# Organic yield low



## leafminer (Jan 22, 2011)

I have grown in coco for ever, but for the Xmas grow I was tempted to try one as an organic. Used mainly compost from the bottom of the heap, it had turned into a fine black soil. Added some pasteurised sheep manure. 

The plant has grown very nicely, needed no attention at all, needed about a quarter of the amount of water I was putting through the coco pots. . .

Unfortunately it has so far taken three weeks longer to mature  and looks like three more yet . . . not only that but the yield looks to be about half what I got from the coco-grown plants. So I don't think I will grow any more organics because the yield per week would be cut by a factor of about 4!


----------



## Mutt (Jan 22, 2011)

Organics is much slower yes, but you might be cutting it short on yield. Wait until harvest


----------



## BBFan (Jan 22, 2011)

I haven't seen a difference between regular soil and organic soil in terms of yield or maturation time.  Were you running some in coco at the same time that you are comparing to?


----------



## Alistair (Jan 22, 2011)

I'm not sure, but at first, when switching from inorganic to organic fertilizer, from Fox Farm to Earth Juice, it seemed that the organic yield was smaller, but now, I've forgotten all about it and am very happy with my organic grows, quality and yield as well.  It might not yield as much, but the pot is superior in my case.


----------



## maineharvest (Jan 22, 2011)

Ive always been told that organics dont quite yield as much but Ive never tried going organic personally.


----------



## TexasMonster (Jan 22, 2011)

I would love to see the OP do a side by side with coco. I am going to be using coco for the first time this spring. I've never even had any in my hands yet. I am attracted because of the air to the roots thing. I do understand that watering is more intense. I shall see.


----------



## leafminer (Jan 22, 2011)

BBFan said:
			
		

> I haven't seen a difference between regular soil and organic soil in terms of yield or maturation time.  Were you running some in coco at the same time that you are comparing to?


- Yes.
Comparing it with my plants grown in coco. However as usual, even with hyper vigilance, I lost about 15% of the crop to botrytis. The colas on the coco-grown plants are about 4-5 in. across and quite lush. Probably what causes them to be rot prone. 
I'm going to change types for a while and see if the problem persists.


----------



## leafminer (Jan 22, 2011)

orangesunshine said:
			
		

> soil and organic here---IMO your soil mix is your key---just cause it is organic does not mean you can set it and forget it---still need perlite for proper drainage---6.5 ph---and still need to feed those micro organisms sugar---feed the soil not the plant---since it is under artificial light in a completely controlled environment indoor organics is sort of oxymoronic in its own right---some consider it organic just using all natural nutrients---others go as far as calling it vegan organic because they don't use blood or bone meal---no doubt a special section at your favorite grocer
> 
> 
> :48:



- It's a greenhouse plant, getting tons of light. There's no pearlite but there is plenty of biochar in the form of mezquite wood ash.


----------



## leafminer (Jan 22, 2011)

TM, you are gorn luuve coco believe me. You'll throughput about a gallon every two days, per pot. Nutes every other feed. You will need to supplement with magnesium sulphate, or better, calmag, or better yet, BBQ ash (K and Ca and Si) plus magnesium sulphate (HEB)


----------



## TexasMonster (Jan 22, 2011)

leafminer said:
			
		

> TM, you are gorn luuve coco believe me. You'll throughput about a gallon every two days, per pot. Nutes every other feed. You will need to supplement with magnesium sulphate, or better, calmag, or better yet, BBQ ash (K and Ca and Si) plus magnesium sulphate (HEB)

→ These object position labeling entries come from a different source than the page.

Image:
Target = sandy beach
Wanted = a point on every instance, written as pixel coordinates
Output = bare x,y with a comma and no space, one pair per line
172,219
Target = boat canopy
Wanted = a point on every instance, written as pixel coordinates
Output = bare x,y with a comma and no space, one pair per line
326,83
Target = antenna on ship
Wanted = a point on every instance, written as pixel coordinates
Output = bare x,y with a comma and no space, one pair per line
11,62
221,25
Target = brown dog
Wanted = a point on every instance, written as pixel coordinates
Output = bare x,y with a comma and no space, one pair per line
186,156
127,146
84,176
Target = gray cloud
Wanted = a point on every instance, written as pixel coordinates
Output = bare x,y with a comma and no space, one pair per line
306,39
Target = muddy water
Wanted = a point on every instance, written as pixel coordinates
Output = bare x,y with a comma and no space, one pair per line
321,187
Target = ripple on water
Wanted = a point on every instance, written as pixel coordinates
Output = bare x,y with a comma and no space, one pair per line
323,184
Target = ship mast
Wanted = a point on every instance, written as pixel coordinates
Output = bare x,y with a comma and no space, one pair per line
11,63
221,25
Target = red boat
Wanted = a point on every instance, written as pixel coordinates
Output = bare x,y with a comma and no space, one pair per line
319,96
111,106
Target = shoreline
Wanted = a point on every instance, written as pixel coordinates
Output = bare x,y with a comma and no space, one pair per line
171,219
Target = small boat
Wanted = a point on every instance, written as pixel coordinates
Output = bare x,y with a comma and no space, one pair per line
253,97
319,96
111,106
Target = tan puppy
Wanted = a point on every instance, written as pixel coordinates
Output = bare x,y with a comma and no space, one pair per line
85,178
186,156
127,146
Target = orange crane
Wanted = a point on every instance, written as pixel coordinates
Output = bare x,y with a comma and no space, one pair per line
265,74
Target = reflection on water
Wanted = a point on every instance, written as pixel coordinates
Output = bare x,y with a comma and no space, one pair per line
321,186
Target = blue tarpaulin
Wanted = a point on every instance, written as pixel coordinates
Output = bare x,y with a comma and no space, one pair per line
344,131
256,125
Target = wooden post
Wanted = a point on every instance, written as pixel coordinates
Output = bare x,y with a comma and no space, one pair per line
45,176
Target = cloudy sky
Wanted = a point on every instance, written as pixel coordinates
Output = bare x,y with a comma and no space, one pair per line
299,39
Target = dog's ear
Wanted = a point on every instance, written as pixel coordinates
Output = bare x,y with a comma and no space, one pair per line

I have plenty of BBQ ash but I will probably do calmag.


----------



## Wetdog (Jan 22, 2011)

leafminer said:
			
		

> - Yes.
> Comparing it with my plants grown in coco. However as usual, even with hyper vigilance, I lost about 15% of the crop to botrytis. The colas on the coco-grown plants are about 4-5 in. across and quite lush. Probably what causes them to be rot prone.
> I'm going to change types for a while and see if the problem persists.



Have you tried any silica supplement like ProTekt? Really helps with PM and the like. Something to consider.

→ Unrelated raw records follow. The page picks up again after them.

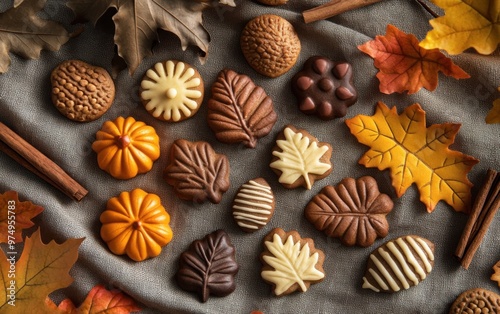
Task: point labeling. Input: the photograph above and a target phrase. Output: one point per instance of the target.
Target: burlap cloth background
(26, 107)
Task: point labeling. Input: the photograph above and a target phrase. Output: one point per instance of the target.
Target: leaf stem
(427, 8)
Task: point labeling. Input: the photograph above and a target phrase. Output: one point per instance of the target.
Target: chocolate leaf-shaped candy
(239, 111)
(353, 211)
(208, 266)
(197, 172)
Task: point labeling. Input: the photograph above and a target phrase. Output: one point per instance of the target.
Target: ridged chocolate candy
(399, 264)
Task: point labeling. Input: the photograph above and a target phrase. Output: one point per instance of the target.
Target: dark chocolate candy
(208, 266)
(325, 88)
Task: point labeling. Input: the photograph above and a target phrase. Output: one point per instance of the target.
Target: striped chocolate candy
(253, 205)
(399, 264)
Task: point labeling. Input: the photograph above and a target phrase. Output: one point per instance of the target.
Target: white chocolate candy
(292, 263)
(172, 91)
(399, 264)
(253, 205)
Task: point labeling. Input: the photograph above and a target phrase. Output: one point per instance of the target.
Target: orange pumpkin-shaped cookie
(135, 223)
(126, 147)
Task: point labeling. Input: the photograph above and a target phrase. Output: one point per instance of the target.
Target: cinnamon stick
(32, 159)
(483, 212)
(333, 8)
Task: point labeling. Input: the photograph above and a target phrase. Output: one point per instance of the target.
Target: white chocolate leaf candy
(172, 91)
(299, 158)
(253, 205)
(399, 264)
(290, 263)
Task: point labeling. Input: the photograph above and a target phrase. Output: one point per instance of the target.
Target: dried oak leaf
(41, 269)
(354, 210)
(15, 216)
(197, 172)
(24, 33)
(494, 114)
(239, 111)
(416, 154)
(101, 300)
(496, 275)
(465, 24)
(209, 266)
(137, 21)
(404, 65)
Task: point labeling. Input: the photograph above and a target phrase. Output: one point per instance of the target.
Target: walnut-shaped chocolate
(325, 88)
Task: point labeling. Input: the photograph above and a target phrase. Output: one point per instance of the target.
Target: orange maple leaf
(416, 154)
(41, 269)
(15, 216)
(101, 300)
(404, 65)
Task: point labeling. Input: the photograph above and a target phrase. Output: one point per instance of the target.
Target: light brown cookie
(172, 90)
(476, 301)
(270, 45)
(253, 205)
(290, 263)
(399, 264)
(80, 91)
(299, 159)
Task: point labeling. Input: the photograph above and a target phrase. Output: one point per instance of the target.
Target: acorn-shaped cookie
(399, 264)
(253, 205)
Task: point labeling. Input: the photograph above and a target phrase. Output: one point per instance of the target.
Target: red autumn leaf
(15, 216)
(404, 65)
(101, 300)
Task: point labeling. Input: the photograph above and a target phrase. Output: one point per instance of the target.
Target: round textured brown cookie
(270, 45)
(80, 91)
(290, 263)
(172, 90)
(253, 205)
(273, 2)
(476, 301)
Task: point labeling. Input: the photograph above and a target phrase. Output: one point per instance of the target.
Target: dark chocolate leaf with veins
(239, 111)
(197, 172)
(24, 33)
(354, 211)
(137, 21)
(209, 266)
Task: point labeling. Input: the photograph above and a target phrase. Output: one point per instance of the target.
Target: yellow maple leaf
(466, 24)
(41, 269)
(416, 154)
(494, 114)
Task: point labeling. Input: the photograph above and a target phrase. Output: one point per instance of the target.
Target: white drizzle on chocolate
(253, 205)
(399, 264)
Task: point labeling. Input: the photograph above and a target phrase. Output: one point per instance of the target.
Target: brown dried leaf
(137, 21)
(24, 33)
(354, 211)
(239, 111)
(197, 172)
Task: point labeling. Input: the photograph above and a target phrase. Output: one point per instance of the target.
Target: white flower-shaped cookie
(172, 91)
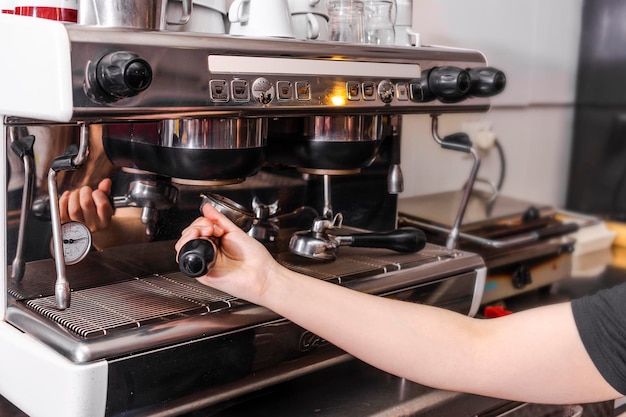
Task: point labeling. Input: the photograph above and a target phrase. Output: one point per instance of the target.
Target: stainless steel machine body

I do organics and yes, chems will generally outdo organics in yield unless you are REALLY dialed in.

Taste is another story, still being debated.

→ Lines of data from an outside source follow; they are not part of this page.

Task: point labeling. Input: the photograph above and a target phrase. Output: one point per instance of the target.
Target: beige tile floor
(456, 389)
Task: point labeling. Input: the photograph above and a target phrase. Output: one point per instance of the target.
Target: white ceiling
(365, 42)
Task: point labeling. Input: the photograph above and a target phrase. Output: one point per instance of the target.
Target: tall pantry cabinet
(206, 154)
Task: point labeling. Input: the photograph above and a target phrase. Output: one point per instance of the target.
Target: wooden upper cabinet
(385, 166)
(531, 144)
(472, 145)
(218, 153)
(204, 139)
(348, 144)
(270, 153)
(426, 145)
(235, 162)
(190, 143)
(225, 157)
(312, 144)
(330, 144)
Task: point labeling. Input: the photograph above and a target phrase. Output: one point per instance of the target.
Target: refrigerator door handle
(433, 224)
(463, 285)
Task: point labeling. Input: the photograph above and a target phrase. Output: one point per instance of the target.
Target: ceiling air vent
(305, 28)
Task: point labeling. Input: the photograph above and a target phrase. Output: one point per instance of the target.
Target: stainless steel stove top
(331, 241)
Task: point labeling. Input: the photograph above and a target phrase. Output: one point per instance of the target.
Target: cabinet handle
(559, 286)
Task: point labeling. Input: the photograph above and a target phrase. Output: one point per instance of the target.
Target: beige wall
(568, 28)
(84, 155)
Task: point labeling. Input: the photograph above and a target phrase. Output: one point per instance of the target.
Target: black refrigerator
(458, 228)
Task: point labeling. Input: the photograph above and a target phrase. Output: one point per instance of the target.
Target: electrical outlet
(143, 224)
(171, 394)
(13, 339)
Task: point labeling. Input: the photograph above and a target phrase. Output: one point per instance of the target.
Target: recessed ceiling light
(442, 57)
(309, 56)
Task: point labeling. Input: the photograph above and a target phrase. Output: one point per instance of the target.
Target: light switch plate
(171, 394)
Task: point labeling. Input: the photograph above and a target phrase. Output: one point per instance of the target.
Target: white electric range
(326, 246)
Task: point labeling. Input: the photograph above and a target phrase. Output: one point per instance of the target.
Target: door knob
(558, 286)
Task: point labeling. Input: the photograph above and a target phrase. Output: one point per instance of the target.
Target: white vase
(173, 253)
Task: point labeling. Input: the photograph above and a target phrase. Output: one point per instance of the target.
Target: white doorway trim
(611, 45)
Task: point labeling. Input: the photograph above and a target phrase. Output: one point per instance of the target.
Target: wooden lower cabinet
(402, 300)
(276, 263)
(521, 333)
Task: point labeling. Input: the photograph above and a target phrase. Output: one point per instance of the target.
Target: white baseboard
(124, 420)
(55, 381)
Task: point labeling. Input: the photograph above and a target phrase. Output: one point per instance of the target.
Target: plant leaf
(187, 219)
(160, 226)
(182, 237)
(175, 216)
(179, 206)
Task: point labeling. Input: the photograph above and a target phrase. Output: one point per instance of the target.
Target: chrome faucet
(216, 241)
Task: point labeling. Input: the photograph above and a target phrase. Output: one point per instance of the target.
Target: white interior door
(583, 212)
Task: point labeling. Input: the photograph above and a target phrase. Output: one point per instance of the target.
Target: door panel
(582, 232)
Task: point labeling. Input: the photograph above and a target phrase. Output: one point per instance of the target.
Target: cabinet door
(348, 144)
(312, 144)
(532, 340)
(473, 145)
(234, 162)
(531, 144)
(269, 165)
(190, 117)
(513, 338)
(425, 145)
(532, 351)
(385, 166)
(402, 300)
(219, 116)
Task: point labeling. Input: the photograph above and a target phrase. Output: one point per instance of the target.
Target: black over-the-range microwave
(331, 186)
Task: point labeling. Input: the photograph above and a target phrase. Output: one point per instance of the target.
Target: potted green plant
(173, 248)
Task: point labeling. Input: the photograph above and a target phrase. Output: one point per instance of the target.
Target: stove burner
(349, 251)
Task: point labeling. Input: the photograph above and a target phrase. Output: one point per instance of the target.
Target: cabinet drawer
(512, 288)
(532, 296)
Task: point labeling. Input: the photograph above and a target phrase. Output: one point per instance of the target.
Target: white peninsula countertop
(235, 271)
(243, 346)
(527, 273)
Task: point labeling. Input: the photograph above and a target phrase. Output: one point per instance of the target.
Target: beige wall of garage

Short story shorter, whatever works best for you.

Wet


----------



## nouvellechef (Jan 23, 2011)

Can you say 1.4g per watt. Full organic? Its what you make of it. Slam her hard with hotter, more vigorous medium. It only takes longer in veg vs other nutrient applications. Flip 2 at same time, if its hot enough it will push her to the limits.


----------



## blancolighter (Jan 23, 2011)

Leaf, why not hit up the best of both worlds? I've been building organic soil up using coco as my base and things have never been better. I can definately say first hand that there is no difference in yields, mine have gotten better actually, and the difference in harest time, though a little longer for the organics it seems, is neglidgible. Keep experimentin leaf, its worth it.


----------



## leafminer (Jan 24, 2011)

thanks blancolighter. I wanted to try with just pure soil at first. 
I suppose that I could get a much better yield if I added all sorts of exotic stuff that I see ppl talking about on the organics section. Unfortunately I would have to import it all and it would be too expensive, but not only that, attract unwanted attention possibly.


----------



## Wetdog (Jan 24, 2011)

nouvellechef said:
			
		

> Can you say 1.4g per watt. Full organic? Its what you make of it. Slam her hard with hotter, more vigorous medium. It only takes longer in veg vs other nutrient applications. Flip 2 at same time, if its hot enough it will push her to the limits.



1.4 GPW???  I'd say you got your **** dialed.:holysheep: 

Wet


----------